Peter Etzell’s apoplexy over gay marriage, published March 2 in The Free Press, is baffling.
Bowers v. Hardwick (1986) isn’t the last word on sexual privacy for GLBT persons. In Lawrence v. Texas (2003), the Supreme Court overturned Bowers, ruling that gays and lesbians deserve respect for their private lives. Two Texas men, arrested for sodomy in their own apartment, faced (in four other states) mandatory registration by authorities as convicted sex offenders — the same treatment given to convicted rapists and child molesters, according to supreme.lp.findlaw.com. If that isn’t unjust, I don’t know what is.
If sexual activity is private and involves only consenting adults, it’s neither Etzell’s nor any government’s business.

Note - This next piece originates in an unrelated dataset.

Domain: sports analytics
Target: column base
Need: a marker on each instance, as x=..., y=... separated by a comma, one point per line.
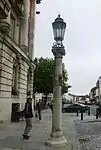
x=57, y=140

There are conservative and liberal arguments favoring gay marriage. The liberal argument is the nondiscrimination principle: Banning same-sex marriage while allowing it for otherwise-equivalent opposite-sex couples is unequivocally discrimination. The conservative argument is that society should encourage long-term, committed relationships, for all — no exceptions. According to an article in Newsweek, conservative lawyer Theodore Olson articulates the conservative case, recognizing marriage as “a stable bond” between individuals pursuing “a loving household and a social and economic partnership” that promotes societal well-being and is “part of the Constitution’s protections of liberty, privacy, freedom of association and spiritual identification.”
Depriving this institution based on sexual orientation, Olson notes, has no rational basis. Olson deftly disposes of several arguments raised by gay-marriage opponents: Promoting procreation, preventing vague “harm” to heterosexual marriage, and finally “tradition,” which once justified debtor’s prisons, segregated schools and laws banning interracial marriage.
Tradition is no excuse for discrimination. In marriage and other arenas, the right of gays and lesbians to be free from discrimination must override the Religious Right’s “right” to impose discrimination.